Barracuda appliance eats spam and viruses

Has more storage set aside for quarantine and faster throughput than rival appliances

Network security vendor Barracuda has announced an email gateway appliance to combat spam aimed at carriers and large enterprises.

Barracuda said the Spam Firewall 900 has more storage set aside for quarantine and faster throughput than rival appliances.

The 900 has 300GB of Raid 2 storage, four processors, dual Gigabit Ethernet connections and redundant hot-swap power supplies.

The 900 will be available in five models supporting from 1,000 to 25,000 active connections, with no per-user licensing fees. The appliance would typically be located in front of the email server. An Energize Update service updates the appliance every hour with the latest spam and virus signatures.

The 900 uses open-source anti-spam and antivirus systems and provides 10 layers of defence, including protection against denial-of-service, an IP address blocking list, virus checks with archive decompression, user-specified spam prevention rules, spam-fingerprint checks and rule-based scoring, according to the firm.
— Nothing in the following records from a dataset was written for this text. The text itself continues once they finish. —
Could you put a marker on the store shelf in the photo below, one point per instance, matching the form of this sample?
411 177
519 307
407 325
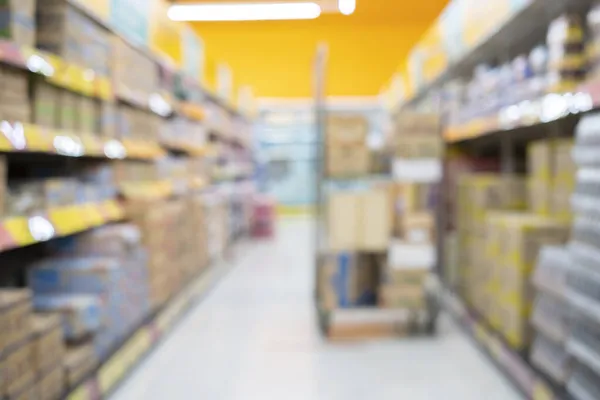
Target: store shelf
28 138
546 109
529 381
56 222
112 372
514 36
57 71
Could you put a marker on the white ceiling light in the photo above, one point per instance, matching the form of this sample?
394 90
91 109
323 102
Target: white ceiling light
347 7
244 12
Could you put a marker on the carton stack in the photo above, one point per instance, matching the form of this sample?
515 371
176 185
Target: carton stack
418 149
18 21
517 240
551 178
97 283
478 195
16 361
66 32
14 96
346 152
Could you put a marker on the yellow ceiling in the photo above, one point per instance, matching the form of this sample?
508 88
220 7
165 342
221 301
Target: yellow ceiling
275 57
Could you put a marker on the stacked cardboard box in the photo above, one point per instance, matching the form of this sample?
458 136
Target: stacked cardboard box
133 123
552 176
513 242
15 344
348 280
100 288
359 221
134 73
63 30
18 21
346 149
478 195
14 95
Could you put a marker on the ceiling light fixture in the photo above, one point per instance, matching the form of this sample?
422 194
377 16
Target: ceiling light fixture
244 12
347 7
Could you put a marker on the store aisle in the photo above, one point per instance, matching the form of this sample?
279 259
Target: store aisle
254 337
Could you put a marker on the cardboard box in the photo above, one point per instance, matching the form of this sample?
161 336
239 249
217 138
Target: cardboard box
343 221
15 314
67 111
48 348
18 371
411 297
418 228
368 323
540 156
79 362
359 221
346 130
539 196
347 280
45 104
375 226
404 277
411 147
344 162
17 21
51 385
560 204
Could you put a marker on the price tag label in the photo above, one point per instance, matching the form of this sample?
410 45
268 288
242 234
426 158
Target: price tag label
541 391
40 228
15 134
68 146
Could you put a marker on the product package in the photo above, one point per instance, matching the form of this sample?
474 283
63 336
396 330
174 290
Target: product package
81 315
15 316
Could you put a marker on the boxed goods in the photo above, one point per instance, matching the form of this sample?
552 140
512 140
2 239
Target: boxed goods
52 384
133 72
359 221
539 196
347 280
47 342
45 104
418 227
412 147
14 97
17 368
368 323
81 315
107 119
64 31
68 117
79 362
30 392
88 110
346 131
348 162
17 21
15 314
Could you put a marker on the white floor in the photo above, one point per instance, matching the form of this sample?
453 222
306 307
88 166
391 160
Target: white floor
255 337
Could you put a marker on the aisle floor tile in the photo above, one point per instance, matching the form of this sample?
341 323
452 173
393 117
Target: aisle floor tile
255 338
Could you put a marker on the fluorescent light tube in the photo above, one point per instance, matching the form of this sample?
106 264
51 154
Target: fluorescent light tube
347 7
244 12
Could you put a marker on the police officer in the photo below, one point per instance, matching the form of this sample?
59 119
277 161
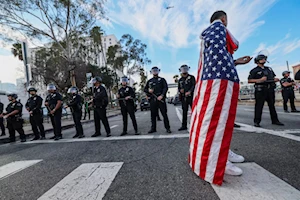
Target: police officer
75 104
100 102
126 96
14 118
186 86
34 107
264 79
54 105
1 119
156 89
288 91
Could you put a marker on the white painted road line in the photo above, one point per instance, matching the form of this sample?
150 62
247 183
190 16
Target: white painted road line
87 182
266 111
114 126
256 183
280 133
179 115
128 137
14 167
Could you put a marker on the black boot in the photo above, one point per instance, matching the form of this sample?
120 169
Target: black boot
278 123
256 124
152 131
123 133
182 128
35 138
96 135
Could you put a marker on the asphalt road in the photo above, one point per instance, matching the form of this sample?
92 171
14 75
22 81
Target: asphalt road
153 168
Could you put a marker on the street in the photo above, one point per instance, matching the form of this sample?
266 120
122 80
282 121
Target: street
152 166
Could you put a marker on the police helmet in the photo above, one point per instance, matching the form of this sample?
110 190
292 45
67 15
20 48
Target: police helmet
13 95
261 55
125 79
31 88
184 69
51 86
97 79
285 72
155 70
73 90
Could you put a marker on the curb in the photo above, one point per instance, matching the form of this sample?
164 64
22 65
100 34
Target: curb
65 127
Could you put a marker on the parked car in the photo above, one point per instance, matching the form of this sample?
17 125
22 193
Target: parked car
145 104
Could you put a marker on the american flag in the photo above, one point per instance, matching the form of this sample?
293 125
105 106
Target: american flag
214 105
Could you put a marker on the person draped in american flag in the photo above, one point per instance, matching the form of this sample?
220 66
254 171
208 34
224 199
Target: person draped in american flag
215 103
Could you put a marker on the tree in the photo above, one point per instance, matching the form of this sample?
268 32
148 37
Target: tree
96 36
50 67
143 79
175 77
54 21
134 54
16 50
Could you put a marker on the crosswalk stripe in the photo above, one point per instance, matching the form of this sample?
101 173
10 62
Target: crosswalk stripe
129 137
266 111
89 181
256 183
14 167
280 133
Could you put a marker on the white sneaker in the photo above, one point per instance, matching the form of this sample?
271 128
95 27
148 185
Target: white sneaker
233 170
235 158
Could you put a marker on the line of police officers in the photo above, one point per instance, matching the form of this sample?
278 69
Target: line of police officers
156 89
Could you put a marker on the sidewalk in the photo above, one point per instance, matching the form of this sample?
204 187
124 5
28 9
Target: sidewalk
66 123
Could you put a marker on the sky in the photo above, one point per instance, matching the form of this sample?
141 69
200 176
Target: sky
172 35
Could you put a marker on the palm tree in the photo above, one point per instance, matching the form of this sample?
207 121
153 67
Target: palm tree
96 34
175 77
16 50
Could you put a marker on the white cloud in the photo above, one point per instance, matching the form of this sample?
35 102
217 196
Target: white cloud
10 68
180 26
292 46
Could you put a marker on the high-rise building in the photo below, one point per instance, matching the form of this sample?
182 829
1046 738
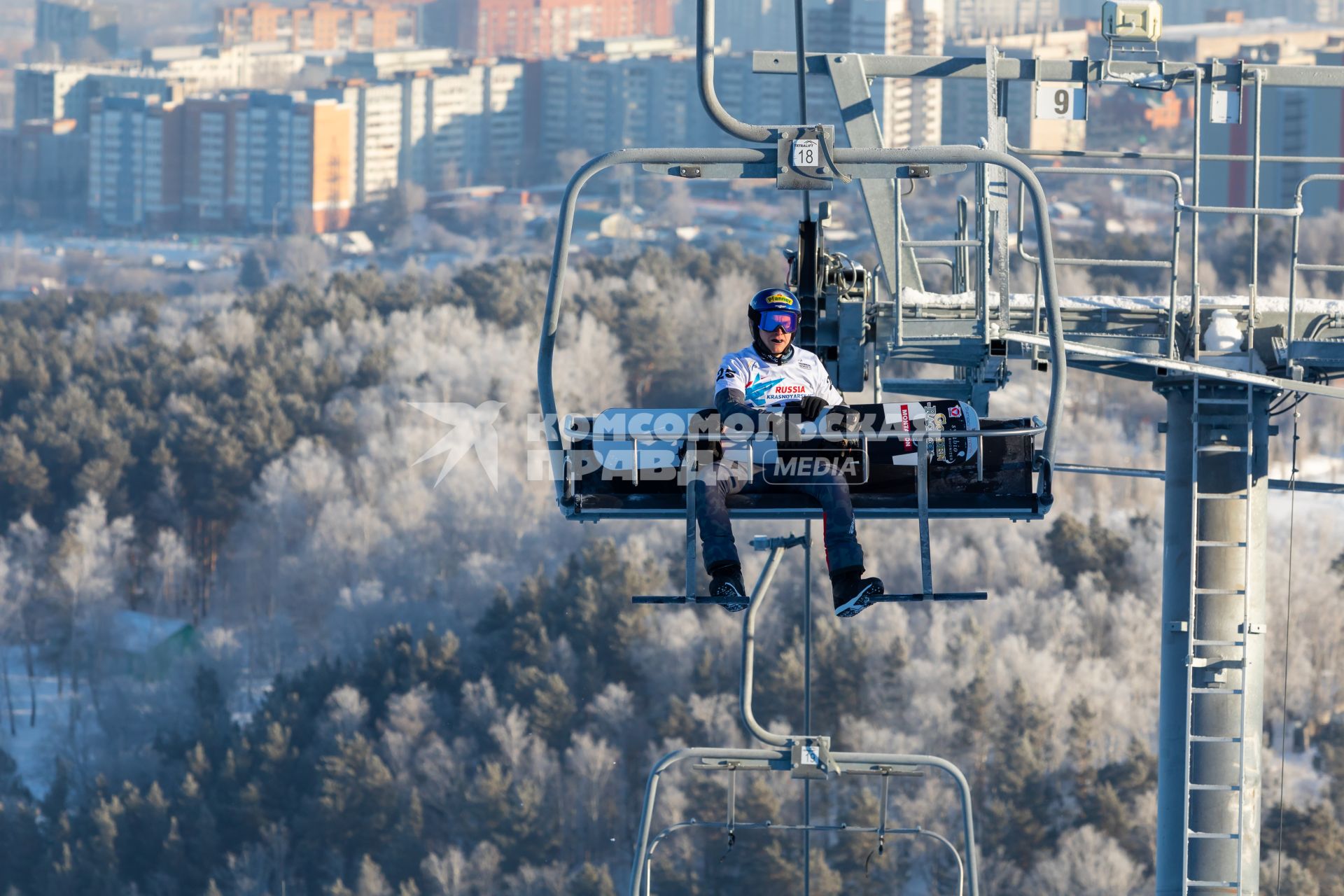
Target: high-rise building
968 18
464 125
542 27
43 169
1298 121
207 160
909 111
76 30
293 163
134 163
65 92
319 24
375 133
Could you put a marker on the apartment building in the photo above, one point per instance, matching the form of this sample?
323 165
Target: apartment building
465 125
909 111
542 27
209 67
76 30
207 164
967 18
385 65
134 163
65 92
375 133
1297 122
43 169
318 26
293 164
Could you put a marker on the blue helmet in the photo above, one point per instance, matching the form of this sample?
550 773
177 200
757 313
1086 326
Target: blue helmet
773 300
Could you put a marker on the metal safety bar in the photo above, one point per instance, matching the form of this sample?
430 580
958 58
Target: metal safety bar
1174 265
1296 265
872 163
1139 473
781 760
766 825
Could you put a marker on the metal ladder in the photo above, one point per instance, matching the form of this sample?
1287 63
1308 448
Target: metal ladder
1211 409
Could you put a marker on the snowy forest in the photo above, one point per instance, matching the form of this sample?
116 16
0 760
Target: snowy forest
377 687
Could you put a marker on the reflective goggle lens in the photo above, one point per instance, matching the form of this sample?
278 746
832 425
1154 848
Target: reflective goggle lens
772 321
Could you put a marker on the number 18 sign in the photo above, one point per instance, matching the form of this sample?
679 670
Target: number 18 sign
1062 101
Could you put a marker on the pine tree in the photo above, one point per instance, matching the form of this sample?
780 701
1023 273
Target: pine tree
253 274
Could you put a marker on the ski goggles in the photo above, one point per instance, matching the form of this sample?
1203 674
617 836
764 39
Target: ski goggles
772 321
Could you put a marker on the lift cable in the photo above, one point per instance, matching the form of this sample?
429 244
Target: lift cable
1288 641
803 92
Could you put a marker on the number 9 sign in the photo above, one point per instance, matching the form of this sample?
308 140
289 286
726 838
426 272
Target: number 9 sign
1060 101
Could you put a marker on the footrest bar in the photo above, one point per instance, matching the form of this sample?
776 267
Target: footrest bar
937 596
682 598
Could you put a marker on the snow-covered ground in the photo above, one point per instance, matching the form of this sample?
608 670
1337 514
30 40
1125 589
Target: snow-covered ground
34 747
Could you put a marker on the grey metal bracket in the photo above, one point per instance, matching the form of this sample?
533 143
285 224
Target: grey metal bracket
690 469
925 551
854 94
811 758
Paul Thackeray, Barracuda's European managing director, said, "IT administrators can import lists of signatures from open-source sites, like the Spamhaus Block List, and feed them into the appliance. Similarly, when the appliance finds a new signature, it can forward this to us for analysis, although governments tend to turn this feature off."

Barracuda's Spam Firewall 900 is available now priced at £25,000 + VAT for the hardware and then £5,345 + VAT per year for the Energize Update subscription service.